System
Collection of operating system interface imported implicitly.
Standard IO
Standard input and output is implemented using the builtin Stream abstraction, so all common stream manipulation methods
like read
and write
can be used. Use following methods to obtain the stream handle.
OsStdIoStream :: struct #base std.Stream {
handle: win32.HANDLE;
}
// Standard input stream
os_stdin :: fn () *OsStdIoStream
// Standard output stream.
os_stdout :: fn () *OsStdIoStream
// Standard output error stream.
os_stderr :: fn () *OsStdIoStream
In general, you can use i.e.

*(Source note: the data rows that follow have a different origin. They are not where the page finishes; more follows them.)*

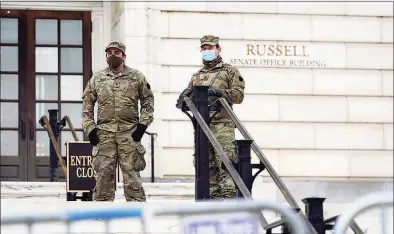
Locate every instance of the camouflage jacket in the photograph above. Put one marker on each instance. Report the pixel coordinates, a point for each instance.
(225, 77)
(117, 98)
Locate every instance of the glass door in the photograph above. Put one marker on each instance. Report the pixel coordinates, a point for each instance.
(57, 50)
(60, 43)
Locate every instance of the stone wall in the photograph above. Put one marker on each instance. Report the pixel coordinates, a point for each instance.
(327, 98)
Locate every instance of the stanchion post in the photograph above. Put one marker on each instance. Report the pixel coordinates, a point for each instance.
(244, 166)
(201, 145)
(53, 160)
(314, 212)
(56, 126)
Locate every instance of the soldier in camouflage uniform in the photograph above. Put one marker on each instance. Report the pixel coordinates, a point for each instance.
(116, 136)
(224, 81)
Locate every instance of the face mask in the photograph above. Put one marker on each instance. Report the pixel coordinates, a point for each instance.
(208, 55)
(114, 61)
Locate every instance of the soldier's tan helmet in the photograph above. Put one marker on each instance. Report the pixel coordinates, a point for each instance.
(209, 40)
(116, 44)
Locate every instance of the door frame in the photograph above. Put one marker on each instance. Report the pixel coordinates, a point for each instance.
(32, 160)
(22, 158)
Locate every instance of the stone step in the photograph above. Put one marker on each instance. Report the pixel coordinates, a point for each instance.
(162, 191)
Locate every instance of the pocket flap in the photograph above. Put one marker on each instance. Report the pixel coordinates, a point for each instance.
(95, 151)
(141, 149)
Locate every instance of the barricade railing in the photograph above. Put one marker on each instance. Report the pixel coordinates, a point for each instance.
(375, 200)
(68, 217)
(191, 216)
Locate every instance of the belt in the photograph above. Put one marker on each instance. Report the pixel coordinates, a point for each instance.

Standard Output Stream for printing into the console, however using print function is more elegant in most situations.
Note
On Windows the terminal output is encoded to UTF-8 by defautl using winapi function SetConsoleOutputCP
.
os_execute
os_execute :: fn (command: string_view) s32
Execute shell command
and return the command output state as an integer.
os_get_last_error
os_get_last_error :: fn () (s32, string_view) #inline
Return last known operating system dependent error code.
os_get_exec_path
os_get_exec_path :: fn () string
Returns a full path to the currently running executable; internally a new string is allocated and must be deleted after use. The path may be empty in case of an error.
os_get_backtrace
os_get_backtrace :: fn (skip_frames := 0, max_frame_count := 64) []CodeLocation
Returns current execution stack trace obtained from native executable debug information. This feature is available only in DEBUG
mode
and only during native runtime. Output slice of CodeLocations contains stack frame records starting from the
os_get_backtrace
caller function + skip_frames
. The max_frame_count
can limit maximum count of obtained frames.
Note
This function internally allocate using current application context temporary allocator.
Warning
Currently this function is implemented only on Windows and does nothing on all other supported platforms.